Она кивнула. Губу прикусила, чтобы не задрожала. Я усадила её за стол, налила горячего чаю с душицей, поставила перед ней блюдце с сухарями. Сама села напротив.
Молчим. А что тут скажешь? Между нами стояло тридцать лет. Тридцать лет чужой жизни, старой беды и той тишины, которая не лечит, а только каменеет внутри.
— Мне соседка ваша позвонила, Нюра, — наконец выговорила Ирина. — Телефон мой у неё с давних пор был записан. Сказала, мама совсем плохая.
Я вздохнула.
— Плохая, доченька. Совсем плохая. Уходит уже. Дни, может, часы остались.
Ирина подняла на меня глаза.
— Она... она меня звала?
В этом вопросе было столько надежды, что у меня сердце сжалось. Я-то знала, как Мария Тимофеевна её звала. И зачем.
— Имя твоё вспоминала, — сказала я осторожно. И не соврала. Вспоминала. Только не так, как ей хотелось.
Ирина закрыла лицо руками. Плечи её дрогнули, но заплакать она не смогла. Видно, все слёзы давно выплакала.

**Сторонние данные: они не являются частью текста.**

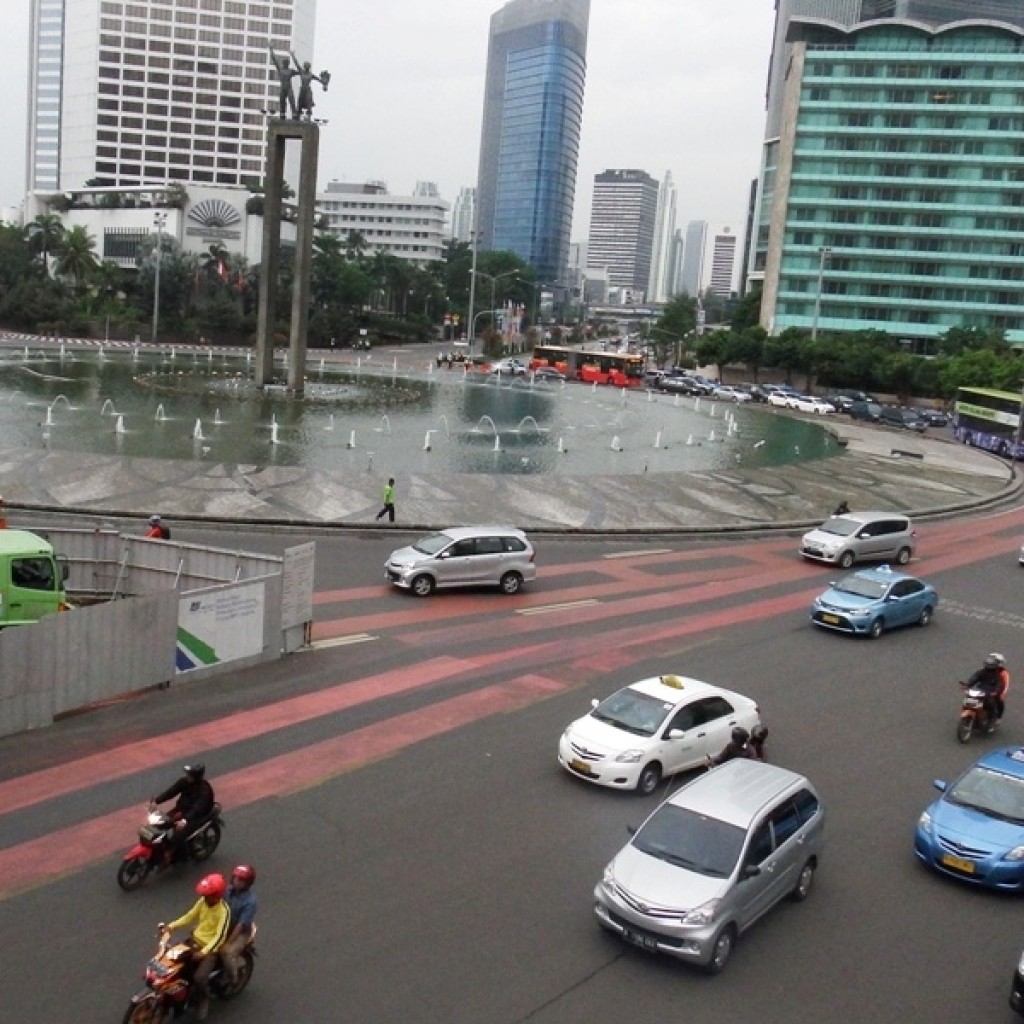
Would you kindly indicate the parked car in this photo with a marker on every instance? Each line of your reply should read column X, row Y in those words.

А история у них, милые мои, была такая, что и врагу не пожелаешь.
Мария Тимофеевна в молодости была женщина крепкая, яркая, работящая. Из тех, про кого говорят: и дом на ней держится, и двор, и дети. Муж её рано умер — надорвался на лесопилке, — так она одна двоих поднимала. Старшую Ирину и младшего Сереженьку.

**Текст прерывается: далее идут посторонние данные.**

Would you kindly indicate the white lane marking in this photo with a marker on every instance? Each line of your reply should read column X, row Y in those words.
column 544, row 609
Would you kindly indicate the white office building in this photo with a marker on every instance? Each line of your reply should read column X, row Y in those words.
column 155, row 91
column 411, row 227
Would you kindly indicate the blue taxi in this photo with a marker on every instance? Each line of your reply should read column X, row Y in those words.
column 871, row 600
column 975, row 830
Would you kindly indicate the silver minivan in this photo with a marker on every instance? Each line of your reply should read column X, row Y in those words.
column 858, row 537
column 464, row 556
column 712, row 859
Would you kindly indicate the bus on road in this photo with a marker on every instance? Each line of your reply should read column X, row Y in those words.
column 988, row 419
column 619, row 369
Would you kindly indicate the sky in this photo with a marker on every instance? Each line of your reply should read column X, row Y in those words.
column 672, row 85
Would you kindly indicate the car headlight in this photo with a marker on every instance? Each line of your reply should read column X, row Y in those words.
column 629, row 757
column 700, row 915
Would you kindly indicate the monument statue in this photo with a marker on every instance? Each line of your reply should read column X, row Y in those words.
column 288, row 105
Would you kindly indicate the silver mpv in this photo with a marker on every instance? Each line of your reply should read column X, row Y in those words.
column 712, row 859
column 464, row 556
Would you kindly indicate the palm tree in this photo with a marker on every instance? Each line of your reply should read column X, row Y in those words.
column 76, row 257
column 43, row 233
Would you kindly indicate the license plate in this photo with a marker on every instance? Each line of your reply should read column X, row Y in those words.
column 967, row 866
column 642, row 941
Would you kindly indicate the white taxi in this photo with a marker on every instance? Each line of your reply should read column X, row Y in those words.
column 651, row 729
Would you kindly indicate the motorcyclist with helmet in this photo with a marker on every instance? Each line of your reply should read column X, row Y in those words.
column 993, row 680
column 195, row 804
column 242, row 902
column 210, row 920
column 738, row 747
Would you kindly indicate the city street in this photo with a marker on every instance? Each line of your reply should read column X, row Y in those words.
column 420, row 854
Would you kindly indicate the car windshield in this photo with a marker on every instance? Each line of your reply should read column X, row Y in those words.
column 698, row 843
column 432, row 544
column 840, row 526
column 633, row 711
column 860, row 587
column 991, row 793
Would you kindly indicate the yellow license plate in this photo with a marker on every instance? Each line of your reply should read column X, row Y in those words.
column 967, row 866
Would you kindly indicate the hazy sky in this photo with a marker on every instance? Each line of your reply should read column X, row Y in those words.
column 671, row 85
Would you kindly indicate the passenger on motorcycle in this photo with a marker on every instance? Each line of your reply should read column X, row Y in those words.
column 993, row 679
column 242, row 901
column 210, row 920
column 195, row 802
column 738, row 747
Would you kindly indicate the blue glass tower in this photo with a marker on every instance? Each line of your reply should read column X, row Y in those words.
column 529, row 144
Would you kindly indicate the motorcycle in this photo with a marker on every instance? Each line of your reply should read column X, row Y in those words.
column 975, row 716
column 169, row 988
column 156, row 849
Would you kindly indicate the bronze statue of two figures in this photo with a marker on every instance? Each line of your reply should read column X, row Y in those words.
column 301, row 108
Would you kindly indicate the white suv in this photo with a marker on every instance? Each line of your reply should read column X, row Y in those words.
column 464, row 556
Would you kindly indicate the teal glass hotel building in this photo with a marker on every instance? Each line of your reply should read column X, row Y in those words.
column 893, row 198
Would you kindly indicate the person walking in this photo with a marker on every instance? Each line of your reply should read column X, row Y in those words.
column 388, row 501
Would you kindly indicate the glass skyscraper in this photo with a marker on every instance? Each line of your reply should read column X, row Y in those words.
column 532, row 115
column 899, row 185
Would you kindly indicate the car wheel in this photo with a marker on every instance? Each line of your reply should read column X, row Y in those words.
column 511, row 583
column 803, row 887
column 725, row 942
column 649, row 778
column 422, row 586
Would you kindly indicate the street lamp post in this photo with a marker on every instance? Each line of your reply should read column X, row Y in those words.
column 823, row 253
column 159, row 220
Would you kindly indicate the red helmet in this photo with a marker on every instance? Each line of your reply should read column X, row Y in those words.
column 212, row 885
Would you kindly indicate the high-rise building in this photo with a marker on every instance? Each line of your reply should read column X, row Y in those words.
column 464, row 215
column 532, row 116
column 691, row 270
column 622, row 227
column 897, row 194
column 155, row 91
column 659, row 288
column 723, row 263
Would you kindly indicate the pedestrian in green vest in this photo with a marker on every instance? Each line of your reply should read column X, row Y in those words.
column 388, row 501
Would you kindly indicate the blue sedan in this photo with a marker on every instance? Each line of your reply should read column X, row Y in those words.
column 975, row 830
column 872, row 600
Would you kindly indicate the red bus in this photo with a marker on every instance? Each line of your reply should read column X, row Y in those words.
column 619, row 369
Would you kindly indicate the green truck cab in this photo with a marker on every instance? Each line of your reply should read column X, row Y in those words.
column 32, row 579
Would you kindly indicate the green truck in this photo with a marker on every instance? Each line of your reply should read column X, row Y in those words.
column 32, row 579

Ирина была вся в мать — гордая, горячая, своенравная. Если уж решила что-то, то хоть кол на голове теши. А Сережа был другой. Тихий, ласковый, светлый мальчик. Смотрел на всех огромными серыми глазами и ко всем тянулся с добром. Мария в нём души не чаяла.
А Ирине тогда семнадцать исполнилось. И влюбилась она. Да не в местного парня, не в работящего деревенского, а в приезжего, Павла. Он с бригадой на лесозаготовках тогда стоял, то появлялся, то пропадал. Красивый был, спору нет. Глаз быстрый, улыбка наглая, слова сладкие. Девкам такие нравятся. А матерям — нет.

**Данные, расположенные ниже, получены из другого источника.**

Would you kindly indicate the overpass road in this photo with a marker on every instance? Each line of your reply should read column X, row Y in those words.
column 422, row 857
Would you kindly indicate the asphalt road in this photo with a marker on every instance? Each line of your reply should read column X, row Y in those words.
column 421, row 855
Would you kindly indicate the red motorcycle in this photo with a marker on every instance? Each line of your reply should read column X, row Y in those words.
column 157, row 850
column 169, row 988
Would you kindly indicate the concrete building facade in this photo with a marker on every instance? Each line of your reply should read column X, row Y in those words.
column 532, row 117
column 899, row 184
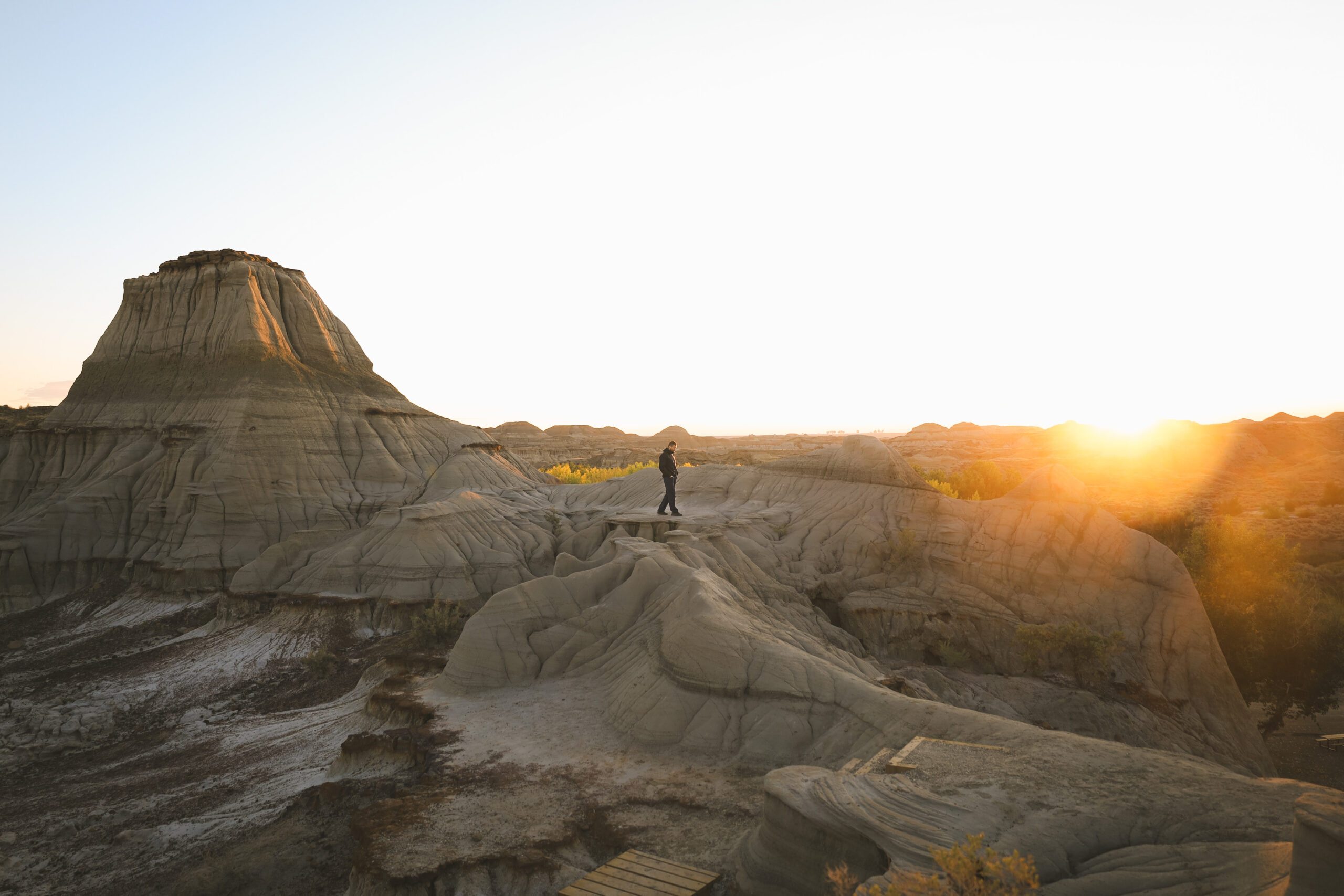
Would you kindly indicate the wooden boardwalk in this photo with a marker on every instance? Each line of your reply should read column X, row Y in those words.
column 635, row 873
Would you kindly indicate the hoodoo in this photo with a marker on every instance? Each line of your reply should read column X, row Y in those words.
column 224, row 410
column 418, row 666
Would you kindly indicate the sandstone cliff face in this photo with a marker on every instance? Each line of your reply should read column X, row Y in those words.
column 627, row 680
column 224, row 410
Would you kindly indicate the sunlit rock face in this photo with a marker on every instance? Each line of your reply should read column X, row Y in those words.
column 709, row 650
column 695, row 687
column 224, row 410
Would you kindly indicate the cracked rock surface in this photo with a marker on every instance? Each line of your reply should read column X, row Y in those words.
column 217, row 556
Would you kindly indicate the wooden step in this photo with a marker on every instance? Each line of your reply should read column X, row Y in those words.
column 639, row 873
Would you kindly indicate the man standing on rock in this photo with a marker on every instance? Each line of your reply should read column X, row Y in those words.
column 667, row 465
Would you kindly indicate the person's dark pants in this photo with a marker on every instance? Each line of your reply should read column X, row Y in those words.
column 670, row 499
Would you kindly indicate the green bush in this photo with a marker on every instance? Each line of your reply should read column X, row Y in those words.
column 440, row 626
column 1281, row 636
column 947, row 488
column 1174, row 530
column 320, row 662
column 1070, row 648
column 906, row 556
column 982, row 481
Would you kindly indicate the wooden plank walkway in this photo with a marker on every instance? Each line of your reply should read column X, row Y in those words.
column 889, row 761
column 635, row 873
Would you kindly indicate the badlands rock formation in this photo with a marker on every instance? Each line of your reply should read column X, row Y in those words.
column 226, row 409
column 230, row 489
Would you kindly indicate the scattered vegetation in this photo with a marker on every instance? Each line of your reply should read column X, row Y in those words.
column 947, row 488
column 1281, row 636
column 952, row 655
column 438, row 626
column 1272, row 511
column 1072, row 648
column 581, row 475
column 320, row 662
column 1172, row 530
column 982, row 481
column 967, row 870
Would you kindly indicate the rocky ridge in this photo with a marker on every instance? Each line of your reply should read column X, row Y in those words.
column 222, row 551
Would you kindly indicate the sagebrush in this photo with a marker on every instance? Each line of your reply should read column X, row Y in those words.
column 320, row 662
column 965, row 870
column 1070, row 648
column 1281, row 636
column 438, row 626
column 982, row 481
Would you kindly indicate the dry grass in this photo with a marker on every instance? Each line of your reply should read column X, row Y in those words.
column 592, row 475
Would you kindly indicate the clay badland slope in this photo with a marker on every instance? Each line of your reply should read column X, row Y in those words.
column 224, row 410
column 214, row 690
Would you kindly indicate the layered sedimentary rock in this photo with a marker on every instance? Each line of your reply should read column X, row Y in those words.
column 224, row 410
column 692, row 687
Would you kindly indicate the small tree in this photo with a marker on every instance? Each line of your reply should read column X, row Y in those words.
column 440, row 626
column 1070, row 647
column 968, row 870
column 1283, row 638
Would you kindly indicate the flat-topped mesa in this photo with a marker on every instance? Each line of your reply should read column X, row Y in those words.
column 215, row 325
column 225, row 410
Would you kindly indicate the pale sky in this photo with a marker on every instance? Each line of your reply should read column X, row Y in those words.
column 728, row 215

Мария Тимофеевна сразу его раскусила.
— Скользкий он, — говорила дочери. — Не мужик, а дым. Сегодня здесь, завтра там. Он тебя погубит, Иринка.
Но первая любовь, сами знаете, глухая. Ей что мать, что разум — всё враги. Чем сильнее Мария запрещала, тем сильнее Ирина рвалась к Павлу. В доме начались такие скандалы, что соседи крестились.
И вот однажды зимой, под самое Крещение, в лютый мороз, Ирина решилась. Ночью собрала узелок, пока мать спала. Павел будто бы ждал её на той стороне реки, у заброшенной мельницы — оттуда до большака рукой подать, а с утра шёл автобус.
Сереженьке тогда десять лет было. Он сестру обожал, хвостиком за ней ходил. Как он услышал её шаги, как проснулся — одному Господу известно. Только выскользнула Ирина из сеней, а он следом. В одном валенке, в расстёгнутой рубашонке, без шапки.
— Ира, не уходи, — шептал он, догоняя её. — Не бросай маму. Не бросай меня.
А она боялась опоздать. Боялась, что мать проснётся. Боялась, что Павел уедет без неё.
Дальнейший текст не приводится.